Recuerdo con nostalgia los años vividos en el colegio. Tras más de 20 años parece como si no hubiese pasado el tiempo cuando te encuentras con compañeros por la calle y hablas con ellos y ves que la mayoría de nosotros ya estamos casados y ya hemos formado una familia. Como anécdota os contaré que este pasado verano, que cumplía los 10 años de casado, hice un viaje a New York con mi mujer y allí me encontré con mi gran amigo Sergi Sans que me organizó una ceremonia en la Catedral de San Patricio para celebrar la renovación de votos familiares.
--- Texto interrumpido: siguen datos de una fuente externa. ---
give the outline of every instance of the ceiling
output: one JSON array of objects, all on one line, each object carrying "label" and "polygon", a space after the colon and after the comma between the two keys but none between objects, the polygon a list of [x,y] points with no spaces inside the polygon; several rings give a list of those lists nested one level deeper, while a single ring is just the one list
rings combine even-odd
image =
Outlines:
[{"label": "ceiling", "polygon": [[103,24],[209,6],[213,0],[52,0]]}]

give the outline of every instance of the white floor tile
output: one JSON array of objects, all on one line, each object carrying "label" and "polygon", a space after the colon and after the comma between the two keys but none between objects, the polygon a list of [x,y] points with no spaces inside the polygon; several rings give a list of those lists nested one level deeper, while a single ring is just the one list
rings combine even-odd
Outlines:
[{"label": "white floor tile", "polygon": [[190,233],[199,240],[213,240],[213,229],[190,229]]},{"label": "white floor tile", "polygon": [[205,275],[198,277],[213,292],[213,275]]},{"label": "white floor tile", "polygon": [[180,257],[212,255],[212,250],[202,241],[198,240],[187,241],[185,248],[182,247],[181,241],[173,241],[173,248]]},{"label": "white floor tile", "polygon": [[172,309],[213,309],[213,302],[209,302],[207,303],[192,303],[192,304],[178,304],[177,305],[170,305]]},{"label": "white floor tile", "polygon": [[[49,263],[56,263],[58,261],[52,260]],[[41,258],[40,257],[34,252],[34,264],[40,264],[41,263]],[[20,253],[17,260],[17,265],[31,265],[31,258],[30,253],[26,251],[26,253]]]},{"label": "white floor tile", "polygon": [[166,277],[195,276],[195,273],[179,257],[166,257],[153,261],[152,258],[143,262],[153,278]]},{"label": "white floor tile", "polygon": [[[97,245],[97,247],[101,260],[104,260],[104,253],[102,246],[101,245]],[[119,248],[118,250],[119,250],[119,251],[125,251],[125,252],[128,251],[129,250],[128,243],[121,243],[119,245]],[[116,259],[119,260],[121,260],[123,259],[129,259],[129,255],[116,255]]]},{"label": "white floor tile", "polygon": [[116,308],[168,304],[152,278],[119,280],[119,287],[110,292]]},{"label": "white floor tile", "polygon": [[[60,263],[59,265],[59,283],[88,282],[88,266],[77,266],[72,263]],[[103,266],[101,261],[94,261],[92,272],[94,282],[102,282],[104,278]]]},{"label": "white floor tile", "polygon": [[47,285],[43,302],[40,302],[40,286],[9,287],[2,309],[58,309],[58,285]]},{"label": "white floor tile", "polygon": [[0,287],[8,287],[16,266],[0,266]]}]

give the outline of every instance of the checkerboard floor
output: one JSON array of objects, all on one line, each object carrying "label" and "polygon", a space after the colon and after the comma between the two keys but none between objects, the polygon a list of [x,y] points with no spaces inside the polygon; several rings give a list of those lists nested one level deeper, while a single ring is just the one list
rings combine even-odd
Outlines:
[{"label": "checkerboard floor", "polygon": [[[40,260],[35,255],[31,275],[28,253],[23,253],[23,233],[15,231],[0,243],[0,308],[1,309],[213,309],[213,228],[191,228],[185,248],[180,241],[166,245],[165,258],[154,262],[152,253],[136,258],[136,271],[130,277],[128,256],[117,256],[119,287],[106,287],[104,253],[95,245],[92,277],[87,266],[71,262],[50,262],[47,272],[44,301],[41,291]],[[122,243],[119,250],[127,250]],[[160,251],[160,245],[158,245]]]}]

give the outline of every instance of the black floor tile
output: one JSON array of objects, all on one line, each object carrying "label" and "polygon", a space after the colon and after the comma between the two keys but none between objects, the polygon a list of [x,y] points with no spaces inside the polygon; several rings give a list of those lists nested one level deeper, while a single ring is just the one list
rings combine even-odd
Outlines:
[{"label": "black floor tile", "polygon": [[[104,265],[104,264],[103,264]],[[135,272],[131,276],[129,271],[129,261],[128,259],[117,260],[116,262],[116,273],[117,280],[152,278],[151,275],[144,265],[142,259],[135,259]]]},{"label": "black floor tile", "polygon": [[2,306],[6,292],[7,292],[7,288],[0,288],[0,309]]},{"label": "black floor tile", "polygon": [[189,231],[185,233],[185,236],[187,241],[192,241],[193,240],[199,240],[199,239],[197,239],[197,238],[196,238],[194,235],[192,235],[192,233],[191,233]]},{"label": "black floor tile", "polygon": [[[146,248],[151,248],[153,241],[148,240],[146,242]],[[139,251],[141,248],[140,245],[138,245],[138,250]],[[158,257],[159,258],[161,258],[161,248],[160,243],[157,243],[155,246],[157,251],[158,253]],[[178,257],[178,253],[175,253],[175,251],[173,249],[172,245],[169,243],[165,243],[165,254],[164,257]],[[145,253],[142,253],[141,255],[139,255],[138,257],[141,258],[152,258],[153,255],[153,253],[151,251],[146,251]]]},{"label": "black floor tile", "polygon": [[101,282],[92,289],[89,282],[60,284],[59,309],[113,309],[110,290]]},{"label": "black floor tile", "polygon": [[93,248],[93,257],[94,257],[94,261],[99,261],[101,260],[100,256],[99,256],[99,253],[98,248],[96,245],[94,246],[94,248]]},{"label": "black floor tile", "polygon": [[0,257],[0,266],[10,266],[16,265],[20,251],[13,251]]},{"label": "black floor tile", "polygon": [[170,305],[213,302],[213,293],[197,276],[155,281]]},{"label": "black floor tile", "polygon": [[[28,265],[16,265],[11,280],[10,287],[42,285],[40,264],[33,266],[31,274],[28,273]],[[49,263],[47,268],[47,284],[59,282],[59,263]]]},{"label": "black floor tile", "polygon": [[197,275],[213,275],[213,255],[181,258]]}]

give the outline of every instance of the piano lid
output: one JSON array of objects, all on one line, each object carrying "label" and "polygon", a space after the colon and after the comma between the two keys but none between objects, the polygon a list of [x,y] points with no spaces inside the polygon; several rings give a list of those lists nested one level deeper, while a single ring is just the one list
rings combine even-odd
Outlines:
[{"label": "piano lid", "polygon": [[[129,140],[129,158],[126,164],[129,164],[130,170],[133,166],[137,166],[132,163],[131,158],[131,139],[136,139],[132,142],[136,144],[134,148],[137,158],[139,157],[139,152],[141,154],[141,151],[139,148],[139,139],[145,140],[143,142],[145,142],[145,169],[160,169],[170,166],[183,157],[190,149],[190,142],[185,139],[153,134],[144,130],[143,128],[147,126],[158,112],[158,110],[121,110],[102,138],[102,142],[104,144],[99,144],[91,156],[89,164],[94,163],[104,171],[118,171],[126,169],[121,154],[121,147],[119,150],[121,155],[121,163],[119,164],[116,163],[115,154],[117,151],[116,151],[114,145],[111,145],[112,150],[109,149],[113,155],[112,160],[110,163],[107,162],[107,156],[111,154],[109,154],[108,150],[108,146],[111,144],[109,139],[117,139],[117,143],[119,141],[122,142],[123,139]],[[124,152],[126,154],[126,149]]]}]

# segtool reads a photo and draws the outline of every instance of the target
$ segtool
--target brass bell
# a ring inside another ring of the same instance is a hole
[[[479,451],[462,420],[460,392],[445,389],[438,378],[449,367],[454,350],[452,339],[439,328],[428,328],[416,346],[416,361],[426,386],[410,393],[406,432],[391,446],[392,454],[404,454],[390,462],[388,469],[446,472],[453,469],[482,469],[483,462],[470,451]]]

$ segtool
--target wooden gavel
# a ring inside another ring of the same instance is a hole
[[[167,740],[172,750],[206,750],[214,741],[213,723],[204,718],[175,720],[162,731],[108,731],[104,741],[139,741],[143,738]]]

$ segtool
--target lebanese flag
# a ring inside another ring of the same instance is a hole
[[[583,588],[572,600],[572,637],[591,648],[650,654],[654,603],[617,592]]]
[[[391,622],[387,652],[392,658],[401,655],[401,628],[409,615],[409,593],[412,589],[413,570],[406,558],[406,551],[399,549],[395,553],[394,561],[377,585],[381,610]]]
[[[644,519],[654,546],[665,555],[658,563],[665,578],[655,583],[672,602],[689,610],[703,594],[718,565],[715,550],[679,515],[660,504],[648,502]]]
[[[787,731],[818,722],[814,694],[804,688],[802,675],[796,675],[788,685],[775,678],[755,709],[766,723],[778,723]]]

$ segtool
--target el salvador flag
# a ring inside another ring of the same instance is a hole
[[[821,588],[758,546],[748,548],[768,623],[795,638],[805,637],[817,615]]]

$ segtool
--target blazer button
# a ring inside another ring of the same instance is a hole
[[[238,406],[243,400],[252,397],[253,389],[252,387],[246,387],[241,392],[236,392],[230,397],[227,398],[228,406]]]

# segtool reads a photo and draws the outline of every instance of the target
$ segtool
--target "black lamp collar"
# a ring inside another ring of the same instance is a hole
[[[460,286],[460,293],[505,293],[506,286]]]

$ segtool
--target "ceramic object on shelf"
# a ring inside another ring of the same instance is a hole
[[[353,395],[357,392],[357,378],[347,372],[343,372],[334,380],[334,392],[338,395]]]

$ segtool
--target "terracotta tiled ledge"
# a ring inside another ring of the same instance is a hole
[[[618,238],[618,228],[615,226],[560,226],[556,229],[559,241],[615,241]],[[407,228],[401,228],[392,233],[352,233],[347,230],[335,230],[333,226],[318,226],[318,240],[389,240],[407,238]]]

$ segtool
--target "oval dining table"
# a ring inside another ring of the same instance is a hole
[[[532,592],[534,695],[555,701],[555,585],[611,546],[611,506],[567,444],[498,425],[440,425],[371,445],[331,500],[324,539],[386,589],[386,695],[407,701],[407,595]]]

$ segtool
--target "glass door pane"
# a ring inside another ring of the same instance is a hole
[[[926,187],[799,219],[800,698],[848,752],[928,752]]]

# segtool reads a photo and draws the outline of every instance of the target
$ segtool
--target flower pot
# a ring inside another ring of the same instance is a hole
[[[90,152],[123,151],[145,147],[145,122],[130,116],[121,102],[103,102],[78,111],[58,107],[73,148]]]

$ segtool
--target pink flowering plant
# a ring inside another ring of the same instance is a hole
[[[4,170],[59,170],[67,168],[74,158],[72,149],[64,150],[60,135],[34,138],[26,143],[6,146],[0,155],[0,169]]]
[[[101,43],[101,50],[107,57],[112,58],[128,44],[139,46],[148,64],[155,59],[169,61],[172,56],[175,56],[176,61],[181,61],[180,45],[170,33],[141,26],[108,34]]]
Gracias, Sergio por aquellos días que pasamos juntos nuestras familias recorriendo las calles de NY recordando viejos tiempos.

En la actualidad, soy padre de dos maravillosos hijos, Iván y Marta, que se quieren con locura. En la sociedad actual te das cuenta de que se ha perdido uno de los principales valores: la familia. Yo creo en la indisolubilidad del matrimonio y espero que la sociedad actual cambie de rumbo para volver a tener ese gran patrimonio llamado FAMILIA. Intento vivir el respeto, la fidelidad, la sinceridad y el amor, así como educar a mis hijos en esos valores que me transmitieron mis padres y el colegio.